Personal information
- Born: 24 October 1917 Stroud, England
- Died: July 1976 (aged 59) Glamorgan, Wales

Sport
- Sport: Swimming
- Strokes: freestyle
- Club: Newport S.C.

= Shelagh Browning =

Welsh swimmer

Shelagh Leslie Browning (24 October 1917 – July 1976) was a Welsh competitive swimmer, who specialised in long-distance freestyle swimming. She represented Wales at the British Empire Games (now Commonwealth Games).

== Biography ==
Browning was born in Stroud, England but swam for the Newport Swimming Club in Wales. In 1936 she was the three-times holder of the Welsh long distance championships (known as the Taff Swim).

She also won the English long-distance championship for three successive years from 1934 to 1936, aged 17 at the time of her first win. Her success at multiple championships had already propelled her to fame at the age of 19.

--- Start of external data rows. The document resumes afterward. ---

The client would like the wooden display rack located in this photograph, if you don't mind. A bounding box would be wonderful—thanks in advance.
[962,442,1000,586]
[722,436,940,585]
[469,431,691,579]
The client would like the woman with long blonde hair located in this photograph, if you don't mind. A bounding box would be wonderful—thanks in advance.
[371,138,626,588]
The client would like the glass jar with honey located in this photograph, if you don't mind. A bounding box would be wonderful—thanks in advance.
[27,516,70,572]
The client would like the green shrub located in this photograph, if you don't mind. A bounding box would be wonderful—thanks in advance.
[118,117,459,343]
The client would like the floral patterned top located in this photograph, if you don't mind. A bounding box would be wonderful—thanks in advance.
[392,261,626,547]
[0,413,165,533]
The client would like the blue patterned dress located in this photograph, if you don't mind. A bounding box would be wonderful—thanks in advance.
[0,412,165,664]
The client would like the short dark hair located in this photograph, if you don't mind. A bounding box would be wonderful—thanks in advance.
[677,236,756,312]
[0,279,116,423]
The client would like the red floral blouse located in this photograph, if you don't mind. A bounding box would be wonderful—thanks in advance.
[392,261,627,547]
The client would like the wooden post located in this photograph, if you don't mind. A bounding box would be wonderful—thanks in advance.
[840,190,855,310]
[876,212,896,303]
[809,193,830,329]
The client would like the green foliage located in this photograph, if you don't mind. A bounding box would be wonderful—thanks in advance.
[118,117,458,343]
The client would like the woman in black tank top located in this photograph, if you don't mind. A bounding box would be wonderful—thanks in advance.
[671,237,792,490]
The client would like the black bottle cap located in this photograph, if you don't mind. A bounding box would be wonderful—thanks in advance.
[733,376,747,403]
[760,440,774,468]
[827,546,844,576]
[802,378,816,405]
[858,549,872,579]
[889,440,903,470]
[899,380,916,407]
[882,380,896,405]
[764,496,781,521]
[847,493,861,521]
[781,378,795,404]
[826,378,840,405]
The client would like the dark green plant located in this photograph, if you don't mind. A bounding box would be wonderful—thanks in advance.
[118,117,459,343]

In 1937, she set a target of reaching the Empire Games. However, her speciality was one mile and further and the longest race at the Games for women was 440 yards. She subsequently represented the Welsh team in the 440 yards freestyle event at the 1938 British Empire Games in Sydney, Australia but failed to reach the final due to the short distance for her. At the time of the Games, she was employed in a drawing office in Newport as an Electrical Engineer Tracer (somebody who copied engineers drawings) and lived at St Woolos Lodge, 103 Stow Hill in Newport.

After the Games she moved to Yeovil and joined a drawing office there.

World War II effectively ended her career and in December 1940, Browning married Welsh Olympian Leslie Palmer.